Updated at 5:30 p.m. with Monsanto comment — The Missouri Department of Agriculture halted the sale or use of any products containing the Monsanto-made herbicide Dicamba on Friday afternoon.
In a news release, the department said that all products that contain Dicamba and are labeled for agricultural use won’t be sold. The use of the product could bring penalties, the state said.
The agency said that it had received more than 130 “pesticide drift complaints” this year from people who did not put the herbicide on their crops. Already, farmers in 10 states — Missouri and neighboring Arkansas included — have sued Monsanto for seed damage that they attribute to the pesticide.
St. Louis-based Monsanto said in a statement that it's concerned about potential crop injury and is complying with the state's order. It also said it "spent years" developing the technology to "minimize the potential for off-site movement."

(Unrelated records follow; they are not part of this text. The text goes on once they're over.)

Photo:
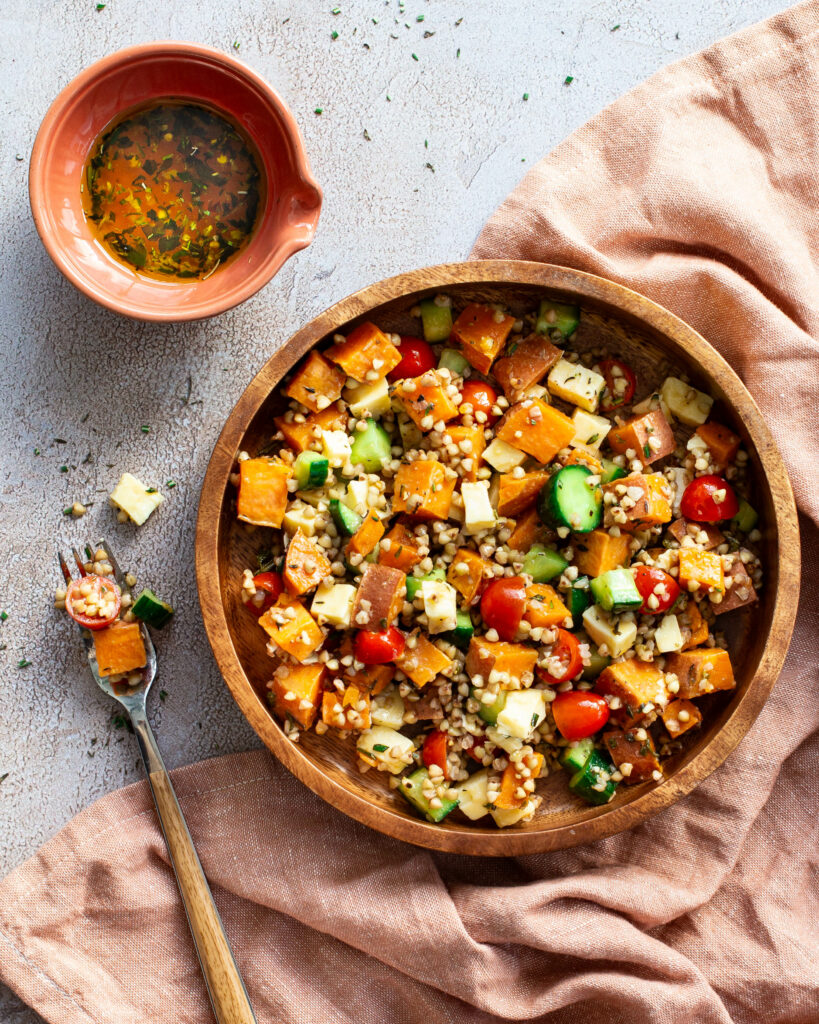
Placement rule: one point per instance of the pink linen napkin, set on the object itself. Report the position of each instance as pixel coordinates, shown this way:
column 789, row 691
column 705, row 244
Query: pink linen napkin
column 698, row 188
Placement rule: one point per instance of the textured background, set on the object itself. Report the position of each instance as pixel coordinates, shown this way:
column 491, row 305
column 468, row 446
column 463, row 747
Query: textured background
column 75, row 372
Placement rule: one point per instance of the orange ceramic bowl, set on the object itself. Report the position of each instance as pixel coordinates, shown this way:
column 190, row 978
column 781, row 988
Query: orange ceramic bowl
column 132, row 78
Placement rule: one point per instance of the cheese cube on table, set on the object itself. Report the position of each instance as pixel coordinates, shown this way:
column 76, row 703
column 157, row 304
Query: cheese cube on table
column 574, row 383
column 133, row 498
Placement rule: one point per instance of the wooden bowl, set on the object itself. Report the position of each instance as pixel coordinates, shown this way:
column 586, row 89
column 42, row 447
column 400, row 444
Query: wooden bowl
column 655, row 342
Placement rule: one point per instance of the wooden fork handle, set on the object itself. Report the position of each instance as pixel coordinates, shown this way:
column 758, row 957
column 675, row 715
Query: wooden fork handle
column 226, row 990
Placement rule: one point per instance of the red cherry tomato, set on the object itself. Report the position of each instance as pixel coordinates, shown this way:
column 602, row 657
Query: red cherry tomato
column 93, row 601
column 615, row 393
column 378, row 648
column 481, row 396
column 699, row 505
column 647, row 580
column 270, row 586
column 434, row 752
column 579, row 714
column 567, row 651
column 503, row 605
column 417, row 358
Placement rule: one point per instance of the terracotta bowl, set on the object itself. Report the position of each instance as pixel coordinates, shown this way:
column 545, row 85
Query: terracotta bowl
column 655, row 342
column 130, row 79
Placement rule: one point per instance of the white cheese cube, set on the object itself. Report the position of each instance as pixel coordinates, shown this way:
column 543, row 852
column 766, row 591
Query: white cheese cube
column 590, row 430
column 440, row 604
column 523, row 711
column 617, row 635
column 685, row 402
column 473, row 796
column 503, row 457
column 373, row 398
column 333, row 604
column 378, row 743
column 667, row 635
column 478, row 512
column 134, row 499
column 574, row 383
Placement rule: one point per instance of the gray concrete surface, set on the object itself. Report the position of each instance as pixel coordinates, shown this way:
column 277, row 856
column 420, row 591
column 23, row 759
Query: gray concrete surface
column 459, row 108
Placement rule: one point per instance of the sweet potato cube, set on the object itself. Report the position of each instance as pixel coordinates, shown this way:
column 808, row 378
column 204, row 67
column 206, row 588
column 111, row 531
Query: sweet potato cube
column 598, row 551
column 292, row 628
column 544, row 607
column 119, row 648
column 530, row 361
column 466, row 572
column 305, row 564
column 379, row 598
column 500, row 660
column 262, row 492
column 367, row 354
column 723, row 443
column 680, row 716
column 424, row 662
column 470, row 442
column 368, row 535
column 516, row 494
column 481, row 334
column 428, row 401
column 629, row 752
column 702, row 670
column 423, row 488
column 536, row 428
column 401, row 551
column 649, row 436
column 294, row 685
column 301, row 436
column 315, row 379
column 701, row 567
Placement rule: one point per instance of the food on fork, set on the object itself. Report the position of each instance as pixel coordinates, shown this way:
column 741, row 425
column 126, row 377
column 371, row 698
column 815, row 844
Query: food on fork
column 488, row 556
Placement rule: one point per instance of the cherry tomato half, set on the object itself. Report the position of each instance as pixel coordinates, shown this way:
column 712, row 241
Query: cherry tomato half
column 270, row 586
column 579, row 714
column 503, row 604
column 378, row 648
column 417, row 358
column 434, row 752
column 93, row 601
column 481, row 396
column 648, row 581
column 620, row 384
column 567, row 652
column 699, row 505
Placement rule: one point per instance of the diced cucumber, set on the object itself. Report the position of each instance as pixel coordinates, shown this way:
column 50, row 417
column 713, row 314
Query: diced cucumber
column 371, row 448
column 579, row 597
column 616, row 591
column 453, row 360
column 544, row 563
column 746, row 518
column 596, row 770
column 558, row 316
column 412, row 787
column 152, row 610
column 490, row 712
column 345, row 519
column 463, row 631
column 611, row 471
column 568, row 500
column 437, row 321
column 575, row 755
column 414, row 583
column 310, row 470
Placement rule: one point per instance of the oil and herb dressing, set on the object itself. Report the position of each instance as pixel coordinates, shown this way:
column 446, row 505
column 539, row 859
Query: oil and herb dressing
column 173, row 190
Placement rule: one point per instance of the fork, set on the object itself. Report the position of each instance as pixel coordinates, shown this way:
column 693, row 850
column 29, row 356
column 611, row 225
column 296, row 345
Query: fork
column 225, row 987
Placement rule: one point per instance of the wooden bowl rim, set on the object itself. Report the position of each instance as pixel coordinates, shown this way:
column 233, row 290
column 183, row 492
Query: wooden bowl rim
column 469, row 840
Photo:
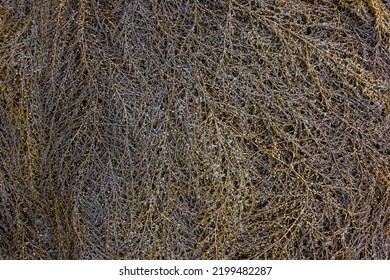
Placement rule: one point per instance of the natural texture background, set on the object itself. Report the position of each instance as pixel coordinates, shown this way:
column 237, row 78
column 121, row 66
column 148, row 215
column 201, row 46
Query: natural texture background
column 201, row 129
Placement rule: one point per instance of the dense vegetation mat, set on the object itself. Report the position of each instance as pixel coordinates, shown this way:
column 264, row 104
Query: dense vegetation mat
column 194, row 129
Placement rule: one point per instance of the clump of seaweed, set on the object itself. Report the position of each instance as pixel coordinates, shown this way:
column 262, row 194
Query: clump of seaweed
column 200, row 129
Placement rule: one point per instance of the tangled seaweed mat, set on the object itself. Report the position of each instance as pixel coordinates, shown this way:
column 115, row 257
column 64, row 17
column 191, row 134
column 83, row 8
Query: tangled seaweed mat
column 194, row 129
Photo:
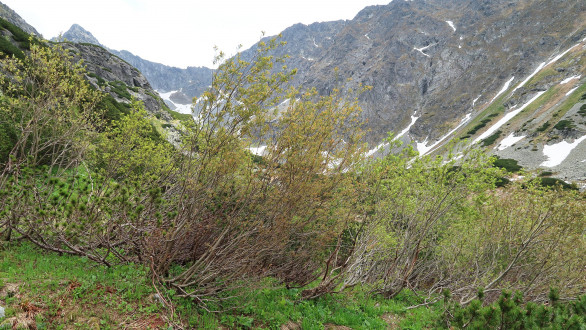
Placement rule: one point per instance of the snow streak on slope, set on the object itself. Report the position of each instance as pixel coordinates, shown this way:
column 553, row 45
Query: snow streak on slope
column 504, row 89
column 530, row 76
column 423, row 149
column 505, row 119
column 572, row 90
column 181, row 108
column 558, row 152
column 509, row 141
column 403, row 132
column 565, row 81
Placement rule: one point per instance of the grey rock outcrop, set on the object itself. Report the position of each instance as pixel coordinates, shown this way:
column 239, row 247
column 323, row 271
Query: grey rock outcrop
column 79, row 35
column 111, row 68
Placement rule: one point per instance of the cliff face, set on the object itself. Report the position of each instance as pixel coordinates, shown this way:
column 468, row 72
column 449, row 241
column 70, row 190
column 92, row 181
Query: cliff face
column 440, row 71
column 432, row 59
column 121, row 80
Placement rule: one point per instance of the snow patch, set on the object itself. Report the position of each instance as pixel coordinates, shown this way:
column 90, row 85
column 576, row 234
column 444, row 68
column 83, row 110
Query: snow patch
column 504, row 89
column 314, row 43
column 423, row 149
column 375, row 149
column 403, row 132
column 181, row 108
column 475, row 100
column 565, row 81
column 509, row 141
column 530, row 76
column 557, row 153
column 505, row 119
column 571, row 91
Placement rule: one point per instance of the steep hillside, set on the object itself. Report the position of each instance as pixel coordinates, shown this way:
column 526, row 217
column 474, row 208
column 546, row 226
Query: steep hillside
column 438, row 69
column 538, row 119
column 119, row 80
column 189, row 83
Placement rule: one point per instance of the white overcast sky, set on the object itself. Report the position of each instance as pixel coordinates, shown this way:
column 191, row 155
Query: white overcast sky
column 180, row 32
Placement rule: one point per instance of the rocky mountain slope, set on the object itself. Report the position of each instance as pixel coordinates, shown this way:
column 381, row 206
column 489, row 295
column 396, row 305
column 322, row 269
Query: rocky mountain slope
column 188, row 83
column 120, row 81
column 440, row 70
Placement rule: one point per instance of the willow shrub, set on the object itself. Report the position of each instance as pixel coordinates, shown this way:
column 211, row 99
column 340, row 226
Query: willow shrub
column 523, row 238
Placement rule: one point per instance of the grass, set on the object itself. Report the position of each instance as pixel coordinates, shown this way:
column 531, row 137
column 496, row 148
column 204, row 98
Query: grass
column 45, row 290
column 490, row 140
column 49, row 291
column 510, row 165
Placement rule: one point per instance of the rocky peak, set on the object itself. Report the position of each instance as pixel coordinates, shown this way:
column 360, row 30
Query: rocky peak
column 78, row 34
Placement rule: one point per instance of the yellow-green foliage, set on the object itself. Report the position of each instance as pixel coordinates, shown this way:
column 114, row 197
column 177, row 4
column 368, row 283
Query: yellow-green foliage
column 49, row 107
column 128, row 149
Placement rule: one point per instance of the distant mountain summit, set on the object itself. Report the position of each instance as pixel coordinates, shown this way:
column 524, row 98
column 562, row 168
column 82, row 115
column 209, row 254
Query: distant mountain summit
column 78, row 34
column 189, row 82
column 11, row 16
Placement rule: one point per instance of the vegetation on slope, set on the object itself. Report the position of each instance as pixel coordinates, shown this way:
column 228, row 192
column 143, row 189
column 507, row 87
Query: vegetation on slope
column 309, row 223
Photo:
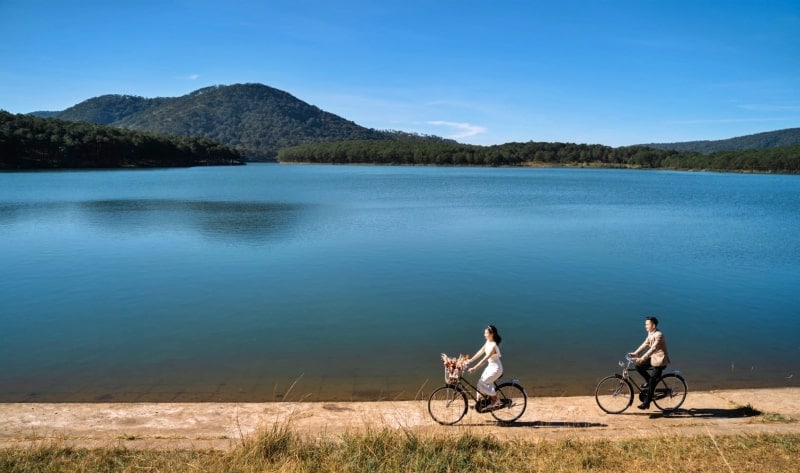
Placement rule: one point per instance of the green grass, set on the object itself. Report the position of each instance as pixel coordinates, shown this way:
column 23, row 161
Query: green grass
column 281, row 449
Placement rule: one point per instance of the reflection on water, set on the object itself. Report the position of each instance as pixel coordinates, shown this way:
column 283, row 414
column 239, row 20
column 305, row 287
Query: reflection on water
column 242, row 222
column 268, row 282
column 223, row 221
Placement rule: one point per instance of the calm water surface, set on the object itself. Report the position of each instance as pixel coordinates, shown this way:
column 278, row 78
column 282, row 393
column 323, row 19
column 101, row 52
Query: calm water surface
column 269, row 282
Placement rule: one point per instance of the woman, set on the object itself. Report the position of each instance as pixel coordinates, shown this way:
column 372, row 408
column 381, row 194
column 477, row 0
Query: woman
column 494, row 368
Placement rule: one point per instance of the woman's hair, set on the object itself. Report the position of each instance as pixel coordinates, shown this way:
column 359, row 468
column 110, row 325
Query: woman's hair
column 495, row 335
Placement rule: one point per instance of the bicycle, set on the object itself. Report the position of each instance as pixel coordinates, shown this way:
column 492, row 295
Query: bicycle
column 449, row 404
column 614, row 393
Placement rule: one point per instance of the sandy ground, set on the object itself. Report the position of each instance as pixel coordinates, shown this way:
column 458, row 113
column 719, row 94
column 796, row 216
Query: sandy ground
column 224, row 425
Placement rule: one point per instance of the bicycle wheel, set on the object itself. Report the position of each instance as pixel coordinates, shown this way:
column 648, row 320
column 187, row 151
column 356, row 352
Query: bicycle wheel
column 613, row 394
column 670, row 392
column 514, row 402
column 447, row 405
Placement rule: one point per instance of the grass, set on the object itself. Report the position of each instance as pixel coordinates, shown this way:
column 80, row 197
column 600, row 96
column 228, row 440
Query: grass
column 281, row 449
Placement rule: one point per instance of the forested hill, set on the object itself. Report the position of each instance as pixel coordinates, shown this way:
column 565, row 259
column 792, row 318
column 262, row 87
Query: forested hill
column 28, row 142
column 769, row 139
column 256, row 119
column 784, row 159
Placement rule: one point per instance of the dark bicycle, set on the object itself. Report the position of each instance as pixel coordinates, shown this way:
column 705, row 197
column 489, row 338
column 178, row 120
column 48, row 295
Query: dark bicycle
column 449, row 403
column 614, row 393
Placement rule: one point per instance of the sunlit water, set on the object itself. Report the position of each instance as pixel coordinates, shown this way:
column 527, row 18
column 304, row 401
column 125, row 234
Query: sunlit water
column 269, row 282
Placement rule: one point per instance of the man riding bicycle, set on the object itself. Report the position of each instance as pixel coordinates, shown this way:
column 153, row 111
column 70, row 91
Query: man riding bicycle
column 655, row 357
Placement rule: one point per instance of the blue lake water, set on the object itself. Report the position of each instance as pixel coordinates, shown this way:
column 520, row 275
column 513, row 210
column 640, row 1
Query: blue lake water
column 268, row 282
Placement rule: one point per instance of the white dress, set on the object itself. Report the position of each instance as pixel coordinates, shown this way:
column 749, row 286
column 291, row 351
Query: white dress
column 493, row 370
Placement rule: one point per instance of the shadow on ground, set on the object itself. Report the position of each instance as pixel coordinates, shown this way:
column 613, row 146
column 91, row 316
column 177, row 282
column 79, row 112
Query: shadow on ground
column 737, row 413
column 566, row 425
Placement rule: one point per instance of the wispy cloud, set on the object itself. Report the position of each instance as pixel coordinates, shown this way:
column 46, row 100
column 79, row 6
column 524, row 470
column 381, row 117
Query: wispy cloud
column 461, row 130
column 712, row 121
column 770, row 108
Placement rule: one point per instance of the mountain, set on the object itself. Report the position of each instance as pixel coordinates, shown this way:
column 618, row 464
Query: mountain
column 769, row 139
column 29, row 142
column 255, row 119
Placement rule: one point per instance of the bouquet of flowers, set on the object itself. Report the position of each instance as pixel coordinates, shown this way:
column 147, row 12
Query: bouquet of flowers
column 453, row 367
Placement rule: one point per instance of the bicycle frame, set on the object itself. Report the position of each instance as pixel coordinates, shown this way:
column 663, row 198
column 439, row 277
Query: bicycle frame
column 615, row 393
column 473, row 393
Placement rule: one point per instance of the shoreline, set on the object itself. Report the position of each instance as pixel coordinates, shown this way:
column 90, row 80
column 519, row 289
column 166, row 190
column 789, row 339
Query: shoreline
column 216, row 425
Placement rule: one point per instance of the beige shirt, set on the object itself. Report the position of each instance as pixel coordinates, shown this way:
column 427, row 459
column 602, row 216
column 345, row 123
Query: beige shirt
column 657, row 349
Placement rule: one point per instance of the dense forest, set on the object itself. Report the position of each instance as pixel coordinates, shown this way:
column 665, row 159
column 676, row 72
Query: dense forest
column 28, row 142
column 784, row 159
column 255, row 119
column 769, row 139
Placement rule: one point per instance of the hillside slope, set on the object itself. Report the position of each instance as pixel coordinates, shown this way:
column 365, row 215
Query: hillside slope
column 255, row 119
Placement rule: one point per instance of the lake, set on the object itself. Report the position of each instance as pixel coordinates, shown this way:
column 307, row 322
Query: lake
column 274, row 282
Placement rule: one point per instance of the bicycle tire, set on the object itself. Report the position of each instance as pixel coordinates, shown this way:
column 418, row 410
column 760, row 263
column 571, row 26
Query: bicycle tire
column 448, row 405
column 670, row 392
column 614, row 394
column 514, row 400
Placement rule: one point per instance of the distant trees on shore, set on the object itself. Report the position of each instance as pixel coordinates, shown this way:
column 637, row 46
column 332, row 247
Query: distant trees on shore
column 28, row 142
column 784, row 159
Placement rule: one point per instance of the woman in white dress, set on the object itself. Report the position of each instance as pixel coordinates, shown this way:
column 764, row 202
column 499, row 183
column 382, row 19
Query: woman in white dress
column 494, row 368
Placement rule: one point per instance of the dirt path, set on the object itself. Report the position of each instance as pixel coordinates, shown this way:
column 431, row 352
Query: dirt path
column 223, row 425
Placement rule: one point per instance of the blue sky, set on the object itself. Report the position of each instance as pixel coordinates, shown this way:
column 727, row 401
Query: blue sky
column 608, row 72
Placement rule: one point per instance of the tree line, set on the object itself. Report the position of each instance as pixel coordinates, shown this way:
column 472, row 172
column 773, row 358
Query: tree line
column 416, row 152
column 28, row 142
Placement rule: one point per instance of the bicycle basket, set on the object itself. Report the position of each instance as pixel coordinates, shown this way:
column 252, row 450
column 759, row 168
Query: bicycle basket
column 454, row 367
column 452, row 375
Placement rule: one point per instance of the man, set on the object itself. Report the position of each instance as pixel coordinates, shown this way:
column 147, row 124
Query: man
column 656, row 357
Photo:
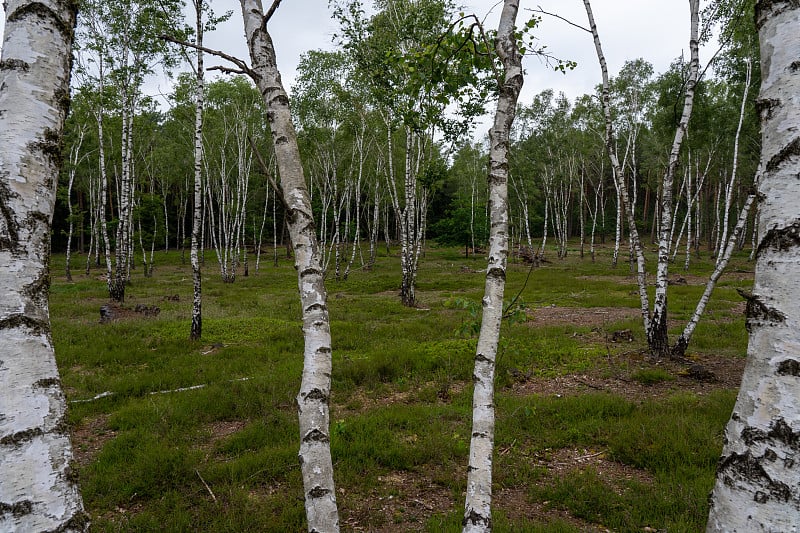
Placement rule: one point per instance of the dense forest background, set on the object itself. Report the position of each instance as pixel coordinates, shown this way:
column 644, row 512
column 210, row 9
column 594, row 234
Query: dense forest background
column 376, row 113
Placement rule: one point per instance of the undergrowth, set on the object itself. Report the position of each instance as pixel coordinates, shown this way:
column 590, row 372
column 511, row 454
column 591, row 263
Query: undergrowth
column 221, row 454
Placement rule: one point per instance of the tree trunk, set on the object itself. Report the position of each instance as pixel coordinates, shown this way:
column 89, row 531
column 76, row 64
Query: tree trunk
column 196, row 328
column 314, row 396
column 477, row 509
column 657, row 338
column 756, row 487
column 37, row 487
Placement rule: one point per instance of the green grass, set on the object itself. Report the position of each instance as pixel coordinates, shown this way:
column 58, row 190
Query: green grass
column 401, row 398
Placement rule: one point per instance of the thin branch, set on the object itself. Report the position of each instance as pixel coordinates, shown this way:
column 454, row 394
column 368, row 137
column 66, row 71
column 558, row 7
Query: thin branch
column 267, row 173
column 543, row 12
column 227, row 70
column 206, row 485
column 235, row 60
column 271, row 11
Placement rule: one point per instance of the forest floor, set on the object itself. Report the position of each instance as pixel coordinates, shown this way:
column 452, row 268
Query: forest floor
column 593, row 434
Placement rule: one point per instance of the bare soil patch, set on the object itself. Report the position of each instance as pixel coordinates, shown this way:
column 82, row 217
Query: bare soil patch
column 580, row 316
column 402, row 501
column 89, row 437
column 617, row 378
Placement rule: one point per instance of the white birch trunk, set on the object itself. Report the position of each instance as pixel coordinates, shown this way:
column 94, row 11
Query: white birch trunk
column 619, row 181
column 37, row 486
column 756, row 487
column 314, row 396
column 477, row 509
column 657, row 334
column 196, row 328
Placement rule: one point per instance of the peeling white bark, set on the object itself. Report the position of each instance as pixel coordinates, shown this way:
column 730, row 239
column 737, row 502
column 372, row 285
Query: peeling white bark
column 756, row 487
column 196, row 328
column 37, row 490
column 477, row 509
column 314, row 396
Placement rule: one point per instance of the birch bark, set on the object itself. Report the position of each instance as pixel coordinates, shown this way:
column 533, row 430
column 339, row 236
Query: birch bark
column 37, row 490
column 756, row 487
column 657, row 334
column 196, row 329
column 477, row 509
column 314, row 395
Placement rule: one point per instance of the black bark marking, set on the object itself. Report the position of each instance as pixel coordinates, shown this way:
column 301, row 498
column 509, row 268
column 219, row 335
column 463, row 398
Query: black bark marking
column 789, row 367
column 315, row 435
column 770, row 455
column 15, row 64
column 480, row 358
column 9, row 229
column 316, row 394
column 46, row 383
column 315, row 307
column 318, row 492
column 16, row 509
column 779, row 433
column 279, row 100
column 764, row 107
column 51, row 146
column 39, row 327
column 496, row 273
column 40, row 10
column 744, row 468
column 21, row 436
column 791, row 149
column 758, row 311
column 310, row 271
column 781, row 239
column 474, row 517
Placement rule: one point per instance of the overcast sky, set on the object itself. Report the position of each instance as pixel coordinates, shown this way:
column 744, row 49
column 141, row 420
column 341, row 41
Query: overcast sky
column 656, row 30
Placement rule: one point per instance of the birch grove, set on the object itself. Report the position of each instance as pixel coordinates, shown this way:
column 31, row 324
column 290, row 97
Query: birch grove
column 314, row 396
column 477, row 508
column 37, row 490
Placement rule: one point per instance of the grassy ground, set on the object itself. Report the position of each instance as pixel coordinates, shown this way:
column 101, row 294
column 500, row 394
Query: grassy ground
column 592, row 434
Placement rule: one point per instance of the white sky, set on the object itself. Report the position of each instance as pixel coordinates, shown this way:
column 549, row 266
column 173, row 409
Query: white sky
column 657, row 30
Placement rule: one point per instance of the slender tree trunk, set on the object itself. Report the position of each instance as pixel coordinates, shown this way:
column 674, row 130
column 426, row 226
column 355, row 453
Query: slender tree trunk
column 756, row 487
column 477, row 509
column 314, row 396
column 657, row 338
column 37, row 490
column 619, row 180
column 196, row 328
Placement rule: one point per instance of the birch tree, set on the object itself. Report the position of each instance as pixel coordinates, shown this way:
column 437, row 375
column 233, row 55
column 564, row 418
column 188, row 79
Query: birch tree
column 37, row 490
column 314, row 396
column 756, row 487
column 477, row 508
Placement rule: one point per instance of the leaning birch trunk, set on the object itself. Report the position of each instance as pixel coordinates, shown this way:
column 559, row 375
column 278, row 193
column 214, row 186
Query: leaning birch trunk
column 37, row 486
column 619, row 179
column 477, row 509
column 314, row 395
column 756, row 487
column 657, row 334
column 196, row 329
column 679, row 348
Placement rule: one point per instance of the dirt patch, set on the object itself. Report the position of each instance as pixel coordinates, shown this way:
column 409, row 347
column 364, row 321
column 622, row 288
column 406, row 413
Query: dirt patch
column 516, row 505
column 89, row 437
column 580, row 316
column 402, row 501
column 619, row 377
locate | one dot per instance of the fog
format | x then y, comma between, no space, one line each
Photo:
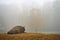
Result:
35,15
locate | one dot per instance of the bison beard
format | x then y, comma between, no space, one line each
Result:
16,30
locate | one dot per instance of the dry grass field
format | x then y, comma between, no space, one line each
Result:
29,36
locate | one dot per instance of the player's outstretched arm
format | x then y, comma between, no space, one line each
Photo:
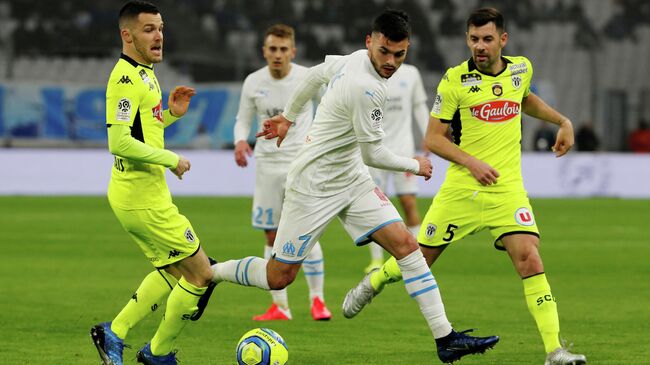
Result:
242,151
374,154
276,127
178,103
534,106
437,141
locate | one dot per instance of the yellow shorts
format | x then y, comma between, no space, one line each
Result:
456,213
164,235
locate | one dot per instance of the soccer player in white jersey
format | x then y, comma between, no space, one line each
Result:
407,102
264,94
329,179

"We want to stress how important it is that growers and applicators who use our product follow the label requirements and any local requirements," the statement said.
Missouri's agriculture director, Chris Chinn, said the ban is meant to "protect farmers and their livelihoods."
"At the same time, my commitment to technology and innovation in agriculture is unwavering,” she said. “That’s why I am asking the makers of these approved post-emergent products, researchers and farmers to work with us to determine how we can allow applications to resume this growing season, under certain agreed upon conditions.”
The Missouri Farm Bureau said in a statement that there are “no good answers, no easy solutions” to the problem of herbicide drift. President Blake Hurst also said that it’s “incumbent on the companies active in this market to work with the (agriculture department) to find a way forward that protects both farmers at risk of losing their crops to weed infestation and those farmers' neighbors.”
Gov. Eric Greitens signed a bill in February to strengthen penalties for herbicide misuse in Missouri.